Jesus Velasco si confessa a Pallaalcentro dopo la vittoria della Liga


24/06/2014 - "Una grande soddisfazione. Raggiunto l´obbiettivo della società"

Jesus Velasco è uno abituato a vincere. Nella sua decennale carriera in Italia ha conquistato sei scudetti con Torino (1), Prato (2) e Luparense (3), quattro Coppa Italia con Prato (2) e Luparense (2) e cinque Supercoppa Italiana con Torino (1), Prato (2) e Luparense (2). 15 trofei in dieci anni, ma anche l'etichetta di chi aveva dovuto abbandonare la Spagna per potersi imporre come allenatore. E così, se in Italia nel frattempo è diventato il "mago", in patria ha dovuto dimostrare, nel miglior campionato del mondo, tutto il proprio valore. Lo ha fatto prima nei tre anni di Caja Segovia, con una Liga sfiorata, tantissimi futuri campioni lanciati sul palcoscenico internazionale come Lin, Lozano, Borja, Mati e il premio di miglior allenatore del campionato. Risultati che nell'estate del 2012 hanno portato l'Inter Movistar, la più titolata squadra del mondo, a scegliere il tecnico di Toledo per la ricostruzione. Velasco si è rimboccato le maniche e, come nelle precedenti esperienze, si è affidato al lavoro.
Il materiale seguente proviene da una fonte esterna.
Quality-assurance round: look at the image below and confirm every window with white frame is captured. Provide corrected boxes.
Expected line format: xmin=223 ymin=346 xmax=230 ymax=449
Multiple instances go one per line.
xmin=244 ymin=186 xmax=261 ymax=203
Dopo un primo anno di assestamento, con alcune bandiere ammainate, sono arrivati i grandi successi di questa stagione: Coppa di Spagna e campionato, conquistato dieci giorni fa battendo nettamente l'El Pozo Murcia. E Jesus Velasco racconta a Pallaalcentro come è stato costruito questo successo, senza dimenticare i suoi trascorsi a Prato. 

Jesus, cominciamo dalle emozioni. Cosa hai provato alla fine di gara–3 contro l'El Pozo Murcia?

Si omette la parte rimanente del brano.